Wang Ning, Gao Ying, Zhang Xuefeng
IEEE Trans Neural Netw Learn Syst. 2021 Dec;32(12):5456-5467. doi: 10.1109/TNNLS.2021.3056444. Epub 2021 Nov 30.
An unmanned surface vehicle (USV) under complicated marine environments can hardly be modeled well such that model-based optimal control approaches become infeasible. In this article, a self-learning-based model-free solution only using input-output signals of the USV is innovatively provided. To this end, a data-driven performance-prescribed reinforcement learning control (DPRLC) scheme is created to pursue control optimality and prescribed tracking accuracy simultaneously. By devising state transformation with prescribed performance, constrained tracking errors are substantially converted into constraint-free stabilization of tracking errors with unknown dynamics. Reinforcement learning paradigm using neural network-based actor-critic learning framework is further deployed to directly optimize controller synthesis deduced from the Bellman error formulation such that transformed tracking errors evolve a data-driven optimal controller. Theoretical analysis eventually ensures that the entire DPRLC scheme can guarantee prescribed tracking accuracy, subject to optimal cost.

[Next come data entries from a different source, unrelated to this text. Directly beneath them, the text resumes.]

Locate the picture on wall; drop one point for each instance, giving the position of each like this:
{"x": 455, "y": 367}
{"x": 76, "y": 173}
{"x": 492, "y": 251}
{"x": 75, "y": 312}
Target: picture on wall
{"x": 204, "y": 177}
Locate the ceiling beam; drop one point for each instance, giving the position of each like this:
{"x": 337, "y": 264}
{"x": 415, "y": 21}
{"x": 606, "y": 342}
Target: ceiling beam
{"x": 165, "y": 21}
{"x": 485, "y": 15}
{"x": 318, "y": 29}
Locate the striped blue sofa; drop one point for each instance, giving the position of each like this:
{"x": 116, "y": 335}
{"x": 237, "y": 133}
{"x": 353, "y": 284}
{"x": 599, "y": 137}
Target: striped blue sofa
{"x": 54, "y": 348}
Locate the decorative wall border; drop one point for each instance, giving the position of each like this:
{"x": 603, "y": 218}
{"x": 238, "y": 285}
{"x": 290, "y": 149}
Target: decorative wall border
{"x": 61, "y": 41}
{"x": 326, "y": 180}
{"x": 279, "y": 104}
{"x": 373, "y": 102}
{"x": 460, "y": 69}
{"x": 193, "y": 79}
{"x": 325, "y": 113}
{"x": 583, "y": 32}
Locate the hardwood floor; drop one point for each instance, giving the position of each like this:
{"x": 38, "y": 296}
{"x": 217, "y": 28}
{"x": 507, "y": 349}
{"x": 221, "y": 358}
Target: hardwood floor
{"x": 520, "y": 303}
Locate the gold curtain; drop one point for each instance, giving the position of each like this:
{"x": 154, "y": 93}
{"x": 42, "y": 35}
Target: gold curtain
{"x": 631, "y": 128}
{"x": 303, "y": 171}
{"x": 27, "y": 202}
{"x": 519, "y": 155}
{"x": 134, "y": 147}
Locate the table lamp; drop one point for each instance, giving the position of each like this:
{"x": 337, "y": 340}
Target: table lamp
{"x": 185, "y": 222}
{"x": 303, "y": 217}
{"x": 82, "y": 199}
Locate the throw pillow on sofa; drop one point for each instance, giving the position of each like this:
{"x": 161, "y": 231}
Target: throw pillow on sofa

Both simulations and virtual-reality experiments demonstrate the remarkable effectiveness and superiority of the proposed DPRLC scheme.

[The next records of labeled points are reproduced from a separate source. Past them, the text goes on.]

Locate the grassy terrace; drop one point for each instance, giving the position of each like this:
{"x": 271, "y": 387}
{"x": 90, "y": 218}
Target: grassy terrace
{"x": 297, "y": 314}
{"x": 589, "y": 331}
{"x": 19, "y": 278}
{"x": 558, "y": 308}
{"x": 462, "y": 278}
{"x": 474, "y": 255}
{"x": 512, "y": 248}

在复杂海洋环境下的无人水面航行器(USV)很难得到很好的建模,以至于基于模型的最优控制方法变得不可行。在本文中,创新性地提出了一种仅使用无人水面航行器输入输出信号的基于自学习的无模型解决方案。为此,创建了一种数据驱动的性能规定强化学习控制(DPRLC)方案,以同时追求控制最优性和规定的跟踪精度。通过设计具有规定性能的状态变换,将受约束的跟踪误差大幅转化为具有未知动态特性的跟踪误差的无约束稳定。进一步采用基于神经网络的演员-评论家学习框架的强化学习范式,直接优化从贝尔曼误差公式推导的控制器综合,从而使变换后的跟踪误差产生一个数据驱动的最优控制器。理论分析最终确保整个DPRLC方案能够在最优成本的前提下保证规定的跟踪精度。仿真和虚拟现实实验均证明了所提出的DPRLC方案具有显著的有效性和优越性。